Tree Following: Sticking it out

To contrast with Leomansley Woods, I’m also following the newly planted cider orchard at The Walled Garden at Woodhouse Community Farm.

The majority of the orchard was planted on a cold but sunny day in January, but there were 8 more trees to be planted and so I went along last Sunday. Another sunny day, but a bit warmer this time!

There will be apples.....

 

.....one day.

Some buds are starting to form, but other than that, there’s not much change.  So it looks like it might be some time before we get to make any cider. Until then, sitting & chatting in the sun in the beautiful surroundings of the farm,  a cup of tea and one of Annamarie’s cakes will do just fine 🙂

By the way, The Walled Garden have their own website here where you can find out more about the farm and sign up for their community supported agriculture scheme.

Tree Following: Yellow

This week I went along to Leomansley Woods to do my first bit of tree following. It probably sounds ridiculous but choosing one tree wasn’t that easy. You can’t see the tree for the woods or something I suppose. In the end I decided on this tree, at the edge of the wood.
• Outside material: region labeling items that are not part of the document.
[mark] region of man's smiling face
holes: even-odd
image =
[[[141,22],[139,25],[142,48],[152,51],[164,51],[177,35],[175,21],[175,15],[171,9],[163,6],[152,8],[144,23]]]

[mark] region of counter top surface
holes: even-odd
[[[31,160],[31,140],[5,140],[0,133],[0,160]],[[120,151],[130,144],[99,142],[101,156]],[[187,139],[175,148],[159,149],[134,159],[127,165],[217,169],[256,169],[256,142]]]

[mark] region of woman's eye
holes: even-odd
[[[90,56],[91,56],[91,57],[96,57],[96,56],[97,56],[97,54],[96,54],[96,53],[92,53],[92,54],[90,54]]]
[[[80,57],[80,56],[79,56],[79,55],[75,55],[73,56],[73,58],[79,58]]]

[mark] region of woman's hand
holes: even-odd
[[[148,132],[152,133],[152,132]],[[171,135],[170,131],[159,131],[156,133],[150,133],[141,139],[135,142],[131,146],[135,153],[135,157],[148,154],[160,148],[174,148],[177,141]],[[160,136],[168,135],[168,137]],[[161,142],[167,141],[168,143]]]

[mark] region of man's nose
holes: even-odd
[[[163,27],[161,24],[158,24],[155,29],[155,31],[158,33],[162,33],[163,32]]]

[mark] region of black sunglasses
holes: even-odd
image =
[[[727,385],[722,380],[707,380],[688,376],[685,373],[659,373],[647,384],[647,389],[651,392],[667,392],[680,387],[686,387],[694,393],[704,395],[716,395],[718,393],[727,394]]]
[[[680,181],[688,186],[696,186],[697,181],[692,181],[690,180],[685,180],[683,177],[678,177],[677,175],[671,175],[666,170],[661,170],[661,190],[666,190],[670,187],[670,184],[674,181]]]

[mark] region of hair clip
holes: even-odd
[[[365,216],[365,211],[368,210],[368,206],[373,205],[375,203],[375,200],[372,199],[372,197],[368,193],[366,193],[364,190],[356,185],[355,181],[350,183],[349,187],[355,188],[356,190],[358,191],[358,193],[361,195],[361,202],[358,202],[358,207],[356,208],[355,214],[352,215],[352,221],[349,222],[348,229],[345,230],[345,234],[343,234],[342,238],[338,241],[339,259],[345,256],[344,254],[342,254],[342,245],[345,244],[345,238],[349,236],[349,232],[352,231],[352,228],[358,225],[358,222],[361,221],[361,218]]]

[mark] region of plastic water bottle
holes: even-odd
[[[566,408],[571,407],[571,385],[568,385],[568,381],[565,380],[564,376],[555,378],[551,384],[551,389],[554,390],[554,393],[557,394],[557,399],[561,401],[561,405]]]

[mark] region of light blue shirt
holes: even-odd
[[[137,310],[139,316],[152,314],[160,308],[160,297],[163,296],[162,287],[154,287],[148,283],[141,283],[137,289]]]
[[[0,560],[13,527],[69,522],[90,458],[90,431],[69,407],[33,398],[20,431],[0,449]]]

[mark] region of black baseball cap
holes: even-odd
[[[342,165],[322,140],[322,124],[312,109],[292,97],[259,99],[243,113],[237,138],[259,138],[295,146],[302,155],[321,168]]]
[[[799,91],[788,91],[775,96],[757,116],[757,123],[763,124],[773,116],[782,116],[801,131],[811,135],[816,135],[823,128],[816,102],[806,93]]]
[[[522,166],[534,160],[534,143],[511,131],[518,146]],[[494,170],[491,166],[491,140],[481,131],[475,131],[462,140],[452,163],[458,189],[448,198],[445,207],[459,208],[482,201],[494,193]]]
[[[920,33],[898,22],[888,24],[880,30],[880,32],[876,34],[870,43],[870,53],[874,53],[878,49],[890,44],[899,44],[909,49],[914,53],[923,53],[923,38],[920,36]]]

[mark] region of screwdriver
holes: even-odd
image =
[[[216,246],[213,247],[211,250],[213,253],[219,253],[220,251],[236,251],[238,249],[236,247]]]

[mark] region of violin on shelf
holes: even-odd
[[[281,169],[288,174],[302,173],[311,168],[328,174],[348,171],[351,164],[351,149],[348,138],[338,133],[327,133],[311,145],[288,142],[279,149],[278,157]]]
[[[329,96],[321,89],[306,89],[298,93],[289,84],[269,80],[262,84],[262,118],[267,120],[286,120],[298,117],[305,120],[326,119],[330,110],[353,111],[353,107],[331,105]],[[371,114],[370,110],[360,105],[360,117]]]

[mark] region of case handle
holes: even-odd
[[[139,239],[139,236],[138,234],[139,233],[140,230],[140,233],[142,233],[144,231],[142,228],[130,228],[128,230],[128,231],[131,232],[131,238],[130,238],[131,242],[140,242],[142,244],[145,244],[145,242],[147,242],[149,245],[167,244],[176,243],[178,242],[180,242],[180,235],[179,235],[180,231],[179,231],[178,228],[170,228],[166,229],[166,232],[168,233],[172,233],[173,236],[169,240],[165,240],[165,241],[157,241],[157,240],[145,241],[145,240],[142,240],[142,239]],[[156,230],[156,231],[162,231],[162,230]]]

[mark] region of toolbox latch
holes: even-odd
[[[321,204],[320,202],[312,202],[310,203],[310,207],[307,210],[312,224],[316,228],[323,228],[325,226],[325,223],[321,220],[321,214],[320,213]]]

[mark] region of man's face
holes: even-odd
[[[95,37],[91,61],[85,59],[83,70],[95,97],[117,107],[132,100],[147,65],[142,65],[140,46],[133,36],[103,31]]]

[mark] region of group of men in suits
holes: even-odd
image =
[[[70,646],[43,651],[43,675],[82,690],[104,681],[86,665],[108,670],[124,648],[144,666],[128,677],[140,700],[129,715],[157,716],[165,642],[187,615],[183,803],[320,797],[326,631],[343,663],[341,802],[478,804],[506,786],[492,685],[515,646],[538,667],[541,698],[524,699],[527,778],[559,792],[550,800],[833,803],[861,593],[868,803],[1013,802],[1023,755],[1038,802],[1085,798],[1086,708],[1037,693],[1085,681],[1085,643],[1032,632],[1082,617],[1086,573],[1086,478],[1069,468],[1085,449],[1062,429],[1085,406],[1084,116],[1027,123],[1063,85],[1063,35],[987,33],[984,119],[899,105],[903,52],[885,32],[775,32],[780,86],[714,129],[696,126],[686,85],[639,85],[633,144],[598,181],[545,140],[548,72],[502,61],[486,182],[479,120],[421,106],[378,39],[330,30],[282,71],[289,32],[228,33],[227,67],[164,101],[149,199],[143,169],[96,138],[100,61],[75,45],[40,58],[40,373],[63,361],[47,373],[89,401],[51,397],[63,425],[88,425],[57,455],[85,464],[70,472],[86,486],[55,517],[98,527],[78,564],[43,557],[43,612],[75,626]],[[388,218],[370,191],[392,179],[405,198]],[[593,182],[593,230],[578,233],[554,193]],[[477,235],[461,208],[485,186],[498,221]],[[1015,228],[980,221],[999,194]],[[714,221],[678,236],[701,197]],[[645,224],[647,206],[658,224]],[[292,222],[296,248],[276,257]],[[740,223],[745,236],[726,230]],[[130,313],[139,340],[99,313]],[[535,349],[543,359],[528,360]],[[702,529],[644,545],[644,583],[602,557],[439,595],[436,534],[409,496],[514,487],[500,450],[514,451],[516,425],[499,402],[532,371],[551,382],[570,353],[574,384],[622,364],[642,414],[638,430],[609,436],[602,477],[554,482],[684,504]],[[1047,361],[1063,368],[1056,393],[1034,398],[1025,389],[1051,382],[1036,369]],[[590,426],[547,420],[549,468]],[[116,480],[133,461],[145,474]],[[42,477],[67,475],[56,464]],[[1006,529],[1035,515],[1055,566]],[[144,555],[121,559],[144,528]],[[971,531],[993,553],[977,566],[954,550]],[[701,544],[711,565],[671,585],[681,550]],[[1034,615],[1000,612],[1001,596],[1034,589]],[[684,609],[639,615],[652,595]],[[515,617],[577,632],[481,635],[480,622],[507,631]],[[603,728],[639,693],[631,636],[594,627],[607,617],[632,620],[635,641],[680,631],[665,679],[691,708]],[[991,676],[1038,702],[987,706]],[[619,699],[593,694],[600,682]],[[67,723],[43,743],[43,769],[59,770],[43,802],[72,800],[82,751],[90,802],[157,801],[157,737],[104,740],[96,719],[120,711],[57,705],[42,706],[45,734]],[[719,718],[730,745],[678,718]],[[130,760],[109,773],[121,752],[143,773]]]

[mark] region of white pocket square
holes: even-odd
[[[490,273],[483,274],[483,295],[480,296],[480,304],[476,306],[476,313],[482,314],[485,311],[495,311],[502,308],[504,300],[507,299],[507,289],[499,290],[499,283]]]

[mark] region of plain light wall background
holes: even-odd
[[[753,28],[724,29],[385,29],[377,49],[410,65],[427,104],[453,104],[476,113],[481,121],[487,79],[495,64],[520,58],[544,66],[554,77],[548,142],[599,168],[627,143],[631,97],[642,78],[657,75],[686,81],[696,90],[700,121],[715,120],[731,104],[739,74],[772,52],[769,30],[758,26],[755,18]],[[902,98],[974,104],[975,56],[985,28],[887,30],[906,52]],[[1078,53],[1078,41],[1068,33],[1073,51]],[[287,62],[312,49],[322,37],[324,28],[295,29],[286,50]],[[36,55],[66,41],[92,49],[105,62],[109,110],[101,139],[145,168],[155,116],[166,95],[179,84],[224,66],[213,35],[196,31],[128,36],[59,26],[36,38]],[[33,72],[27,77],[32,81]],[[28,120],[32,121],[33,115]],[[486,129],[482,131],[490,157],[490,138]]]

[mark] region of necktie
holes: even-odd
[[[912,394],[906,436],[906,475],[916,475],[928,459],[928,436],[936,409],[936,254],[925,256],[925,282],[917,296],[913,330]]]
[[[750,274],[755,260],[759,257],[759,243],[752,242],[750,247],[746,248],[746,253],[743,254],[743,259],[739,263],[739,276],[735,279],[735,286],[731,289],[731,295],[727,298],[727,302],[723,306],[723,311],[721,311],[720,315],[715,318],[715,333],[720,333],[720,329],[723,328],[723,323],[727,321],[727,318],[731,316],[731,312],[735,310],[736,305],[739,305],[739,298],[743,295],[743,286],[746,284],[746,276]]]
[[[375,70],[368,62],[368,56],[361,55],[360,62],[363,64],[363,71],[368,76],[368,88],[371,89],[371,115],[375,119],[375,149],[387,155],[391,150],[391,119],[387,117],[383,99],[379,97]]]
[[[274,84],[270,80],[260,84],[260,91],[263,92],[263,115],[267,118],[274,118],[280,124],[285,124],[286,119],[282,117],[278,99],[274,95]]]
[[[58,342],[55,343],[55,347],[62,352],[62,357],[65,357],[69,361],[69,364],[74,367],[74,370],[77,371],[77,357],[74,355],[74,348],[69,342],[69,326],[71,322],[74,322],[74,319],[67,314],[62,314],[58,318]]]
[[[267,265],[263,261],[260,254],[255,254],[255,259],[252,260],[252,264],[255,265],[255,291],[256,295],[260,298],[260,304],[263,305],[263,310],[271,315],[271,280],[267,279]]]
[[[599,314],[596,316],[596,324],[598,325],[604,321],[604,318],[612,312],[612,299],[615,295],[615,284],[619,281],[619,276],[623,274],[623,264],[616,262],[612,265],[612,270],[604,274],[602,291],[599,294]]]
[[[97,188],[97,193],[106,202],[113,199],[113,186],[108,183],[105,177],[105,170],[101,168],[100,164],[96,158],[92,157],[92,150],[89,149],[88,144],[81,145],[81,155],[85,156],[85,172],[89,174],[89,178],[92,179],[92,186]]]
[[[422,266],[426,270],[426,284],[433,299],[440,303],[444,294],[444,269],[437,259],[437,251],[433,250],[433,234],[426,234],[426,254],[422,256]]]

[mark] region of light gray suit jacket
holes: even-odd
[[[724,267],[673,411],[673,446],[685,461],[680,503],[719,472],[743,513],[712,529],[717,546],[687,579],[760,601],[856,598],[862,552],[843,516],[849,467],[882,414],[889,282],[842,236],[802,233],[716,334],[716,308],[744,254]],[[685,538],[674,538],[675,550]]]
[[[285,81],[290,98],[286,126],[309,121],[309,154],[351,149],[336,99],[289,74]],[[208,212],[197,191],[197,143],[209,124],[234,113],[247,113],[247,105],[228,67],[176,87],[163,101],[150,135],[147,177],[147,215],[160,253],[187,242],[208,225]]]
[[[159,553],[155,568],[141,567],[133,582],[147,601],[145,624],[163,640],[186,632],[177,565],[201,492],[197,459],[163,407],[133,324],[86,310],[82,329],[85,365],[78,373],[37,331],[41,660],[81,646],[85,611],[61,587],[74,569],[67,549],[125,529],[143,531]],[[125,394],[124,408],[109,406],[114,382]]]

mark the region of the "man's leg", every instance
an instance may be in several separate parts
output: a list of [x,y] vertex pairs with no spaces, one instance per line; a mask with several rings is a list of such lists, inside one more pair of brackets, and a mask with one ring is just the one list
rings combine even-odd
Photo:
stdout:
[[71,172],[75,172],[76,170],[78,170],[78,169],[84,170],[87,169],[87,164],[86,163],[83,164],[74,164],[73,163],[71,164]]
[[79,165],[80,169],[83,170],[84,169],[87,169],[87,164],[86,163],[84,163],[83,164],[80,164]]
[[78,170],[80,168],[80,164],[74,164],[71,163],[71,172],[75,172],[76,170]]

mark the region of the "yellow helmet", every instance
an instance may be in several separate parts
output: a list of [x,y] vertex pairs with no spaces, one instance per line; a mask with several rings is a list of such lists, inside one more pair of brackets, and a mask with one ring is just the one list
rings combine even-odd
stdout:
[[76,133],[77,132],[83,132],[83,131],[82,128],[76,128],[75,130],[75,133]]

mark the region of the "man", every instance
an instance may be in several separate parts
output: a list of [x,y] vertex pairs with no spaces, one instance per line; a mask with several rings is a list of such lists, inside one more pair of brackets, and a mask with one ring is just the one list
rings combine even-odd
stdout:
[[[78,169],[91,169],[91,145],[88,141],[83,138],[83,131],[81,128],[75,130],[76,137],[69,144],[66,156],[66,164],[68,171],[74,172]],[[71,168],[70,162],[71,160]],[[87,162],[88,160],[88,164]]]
The surrounding debris & hazy memories of last year lead me to believe this is an Oak.

Jumbled branches

 

The trunk. I'll take a tape measure next time to get some clue to the tree's age?

 

Lichen

 

Is this a coaltit getting in on the act?

While I was there, I thought following the entrance to the woods, the woodland floor and the hedgerows running alongside the lane might be nice too.

The entrance to the woods. The path running alongside forms part of The Darwin Walk and will take you to Pipe Green

Judging by the green shoots, it won’t be long before the woods are covered in bluebells. I think though, the colour of March is going to be yellow.

Lesser celandine?

 

Even I know that these are daffodils!

 

I don't know these though - they were growing in the hedgerow.

As a bit of a disclaimer (though if you read the captions above it hardly needs to be said!), I don’t know that much about trees & plants. I can’t tell my ash from my elder. One of the reasons I want to do this, is because it’ll be a good opportunity to learn more. For example, I now know what Lesser Celandine is, and that as one of the first flowers of the year, it is known as Spring Messenger. Slightly less picturesque is one of its alternative names – Pilewort.

I’ve already had some great input from a couple of people, on where to find interesting trees in our area. There could well be a ‘Tree Hunting’ spin off! So a big thanks to Roger and Pat for this – I shall be keeping my eyes open!

Also, over to the right are some links to people who actually know what they are talking about when it comes to flora and fauna, and they take some fabulous photographs to prove it! I definitely recommend taking a look!